Jan van Eyck, court painter to Philip the Good, Duke of Burgundy, was the most technically accomplished painter of the fifteenth century and the artist who established oil painting as the supreme medium of European art. Working in Bruges from the late 1420s until his death in 1441, van Eyck developed a method of building up translucent glazes of oil paint that achieved an almost gemlike luminosity — surfaces that seemed to glow from within, rendering every detail of the visible world with a precision that no painter had previously attempted.
The Ghent Altarpiece (completed 1432), begun by his brother Hubert and finished by Jan, is one of the most ambitious paintings ever created: a multi-panelled polyptych whose open state reveals the Adoration of the Mystic Lamb in a vast, flower-strewn landscape of crystalline clarity. The Arnolfini Portrait (1434) remains one of the most discussed paintings in art history — a double portrait of a merchant and his wife in a Bruges interior, filled with symbolic objects reflected in a convex mirror, signed with the enigmatic inscription “Jan van Eyck was here.”

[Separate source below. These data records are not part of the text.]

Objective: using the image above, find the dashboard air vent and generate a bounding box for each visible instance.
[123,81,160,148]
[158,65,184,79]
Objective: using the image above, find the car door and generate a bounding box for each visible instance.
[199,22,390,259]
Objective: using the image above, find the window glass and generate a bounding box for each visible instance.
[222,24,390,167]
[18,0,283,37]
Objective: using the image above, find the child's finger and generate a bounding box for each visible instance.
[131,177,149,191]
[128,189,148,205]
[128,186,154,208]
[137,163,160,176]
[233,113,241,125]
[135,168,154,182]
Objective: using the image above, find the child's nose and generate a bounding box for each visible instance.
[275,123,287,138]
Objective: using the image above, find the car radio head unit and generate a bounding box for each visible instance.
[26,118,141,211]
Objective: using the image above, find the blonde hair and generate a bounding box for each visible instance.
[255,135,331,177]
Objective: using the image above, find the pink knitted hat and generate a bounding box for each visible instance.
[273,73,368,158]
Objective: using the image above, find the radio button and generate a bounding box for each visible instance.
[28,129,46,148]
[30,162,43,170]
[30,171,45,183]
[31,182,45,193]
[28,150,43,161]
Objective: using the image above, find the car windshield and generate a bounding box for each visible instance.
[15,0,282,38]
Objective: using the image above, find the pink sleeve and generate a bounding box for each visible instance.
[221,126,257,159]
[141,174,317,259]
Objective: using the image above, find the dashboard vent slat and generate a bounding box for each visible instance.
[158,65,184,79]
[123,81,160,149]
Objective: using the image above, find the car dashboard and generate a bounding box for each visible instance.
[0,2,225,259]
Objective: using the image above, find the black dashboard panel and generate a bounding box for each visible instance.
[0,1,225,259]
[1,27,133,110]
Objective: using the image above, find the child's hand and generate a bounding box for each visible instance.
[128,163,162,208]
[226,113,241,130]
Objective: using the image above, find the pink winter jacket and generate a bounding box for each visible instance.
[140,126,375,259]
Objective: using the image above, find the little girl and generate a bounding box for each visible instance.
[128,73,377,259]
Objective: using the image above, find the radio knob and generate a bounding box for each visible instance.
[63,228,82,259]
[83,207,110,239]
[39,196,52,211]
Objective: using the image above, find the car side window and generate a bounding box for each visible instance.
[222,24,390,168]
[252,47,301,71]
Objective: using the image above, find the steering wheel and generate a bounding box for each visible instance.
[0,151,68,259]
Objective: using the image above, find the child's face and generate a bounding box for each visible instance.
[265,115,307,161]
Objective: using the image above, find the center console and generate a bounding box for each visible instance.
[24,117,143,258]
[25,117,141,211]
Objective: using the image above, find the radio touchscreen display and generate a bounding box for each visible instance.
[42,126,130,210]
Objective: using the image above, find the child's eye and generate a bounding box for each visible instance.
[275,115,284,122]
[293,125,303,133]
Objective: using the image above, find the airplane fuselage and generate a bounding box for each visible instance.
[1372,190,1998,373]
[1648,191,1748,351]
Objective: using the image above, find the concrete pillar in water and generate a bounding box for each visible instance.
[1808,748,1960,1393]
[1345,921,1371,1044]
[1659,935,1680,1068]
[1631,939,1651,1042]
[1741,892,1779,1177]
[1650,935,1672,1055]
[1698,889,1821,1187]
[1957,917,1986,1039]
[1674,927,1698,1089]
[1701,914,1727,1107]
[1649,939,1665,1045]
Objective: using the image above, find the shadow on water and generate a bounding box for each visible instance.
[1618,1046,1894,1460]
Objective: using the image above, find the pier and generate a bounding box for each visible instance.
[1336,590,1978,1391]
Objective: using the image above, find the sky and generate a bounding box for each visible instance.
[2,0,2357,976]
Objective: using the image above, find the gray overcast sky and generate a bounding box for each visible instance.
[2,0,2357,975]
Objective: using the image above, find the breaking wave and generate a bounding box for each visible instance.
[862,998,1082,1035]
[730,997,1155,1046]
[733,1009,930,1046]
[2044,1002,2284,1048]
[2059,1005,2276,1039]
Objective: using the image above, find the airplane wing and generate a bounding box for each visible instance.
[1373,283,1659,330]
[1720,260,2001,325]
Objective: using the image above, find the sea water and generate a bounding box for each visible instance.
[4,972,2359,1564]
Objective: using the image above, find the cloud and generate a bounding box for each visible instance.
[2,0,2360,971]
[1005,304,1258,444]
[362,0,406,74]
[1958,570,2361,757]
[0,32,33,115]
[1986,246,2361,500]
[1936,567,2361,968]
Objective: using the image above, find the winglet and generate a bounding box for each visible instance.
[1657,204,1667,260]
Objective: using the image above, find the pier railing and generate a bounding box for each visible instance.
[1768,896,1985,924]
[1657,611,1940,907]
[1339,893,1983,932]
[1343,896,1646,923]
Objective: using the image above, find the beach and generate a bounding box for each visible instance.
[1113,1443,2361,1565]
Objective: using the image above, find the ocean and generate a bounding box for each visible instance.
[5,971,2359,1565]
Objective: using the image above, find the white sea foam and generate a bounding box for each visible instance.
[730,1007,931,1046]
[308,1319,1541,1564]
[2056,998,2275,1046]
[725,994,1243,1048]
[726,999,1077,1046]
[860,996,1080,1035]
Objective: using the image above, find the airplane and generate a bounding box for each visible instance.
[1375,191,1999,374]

Van Eyck’s influence was immediate and far-reaching. Italian painters were astonished by the Flemish technique: Vasari (incorrectly) credited him with inventing oil painting altogether. His microscopic naturalism — the individual hairs of a fur collar, the reflections in a suit of armour, the veins in a marble column — represented a way of seeing the world that was no less revolutionary than Masaccio’s perspective, and his legacy runs through the entire tradition of Northern European painting.